Last month, the media reported that Edwards Jones is being sued by a company participating in their 401(k) plan for purportedly making employees pay high fees for investment management and record keeping services. These fees allegedly cost millions in retirement savings.
The intricacies of this case are long and unique and create a bit of a quandary within the financial services market. One of the interesting back stories of the case surrounds how the relationship between Edward Jones and the mutual fund companies might have influenced the choice of 401(k) plans.
The organization has two levels of partnerships, namely partners and preferred partners. It has been reported that when preferred partners are “kept happy” there is a financial benefit for Edward Jones. The suit also alleges that the preferred partners receive millions in revenue sharing payments in return for providing fund managers greater access to information about business practices, additional marketing support and educational presentations, and increased interaction with financial advisors at Edward Jones.

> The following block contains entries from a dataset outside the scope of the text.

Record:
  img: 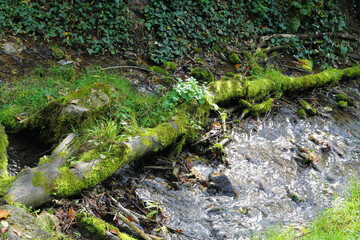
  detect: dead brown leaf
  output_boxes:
[0,209,10,219]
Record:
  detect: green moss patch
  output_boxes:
[163,62,177,71]
[191,67,215,83]
[336,94,355,106]
[229,53,241,64]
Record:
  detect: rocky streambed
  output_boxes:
[109,78,360,239]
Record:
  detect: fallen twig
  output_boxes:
[117,213,153,240]
[291,231,311,240]
[108,195,140,223]
[100,66,153,72]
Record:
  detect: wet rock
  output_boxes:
[336,94,355,106]
[24,83,110,143]
[299,100,316,116]
[207,173,236,197]
[64,104,89,117]
[219,53,227,62]
[0,205,52,240]
[297,108,306,118]
[324,106,334,112]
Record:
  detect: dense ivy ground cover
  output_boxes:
[0,0,357,63]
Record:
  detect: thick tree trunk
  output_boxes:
[0,67,360,207]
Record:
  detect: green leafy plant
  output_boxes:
[163,77,209,110]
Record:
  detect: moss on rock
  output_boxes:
[191,67,215,83]
[297,108,306,118]
[23,83,111,143]
[163,62,177,71]
[195,57,204,64]
[209,67,360,103]
[0,106,22,132]
[337,101,349,110]
[336,94,355,106]
[229,53,241,64]
[250,98,274,117]
[51,46,66,60]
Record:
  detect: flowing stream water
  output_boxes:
[8,78,360,239]
[124,78,360,239]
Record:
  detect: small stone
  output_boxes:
[324,106,334,112]
[219,53,227,62]
[64,104,89,117]
[297,108,306,118]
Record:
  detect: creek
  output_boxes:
[8,78,360,239]
[119,78,360,240]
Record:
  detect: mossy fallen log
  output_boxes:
[4,106,205,207]
[5,67,360,207]
[209,67,360,103]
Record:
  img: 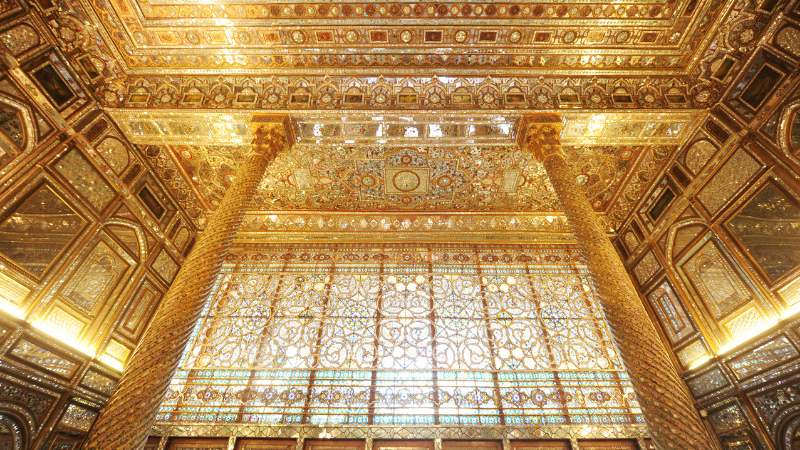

These allegations suggest that because of their relationship, funds from the preferred partners are being included in the Edward Jones employee 401(k) plans. It is also interesting to note that of the 53 separate investment options in the employee 401(k) plans, 40 are managed by an Edward Jones partner or preferred partner. The lawsuit suggests that because of these relationships, the firm profits through revenue sharing arrangements from the product partner.
It will be interesting to see how this lawsuit plays out and what effect it might have on future cases. We believe it could open a floodgate of similar suits and that this is just the tip of the iceberg. The bottom line in all of this is to work with an advisor who follows the fiduciary standard and you won’t run into these situations.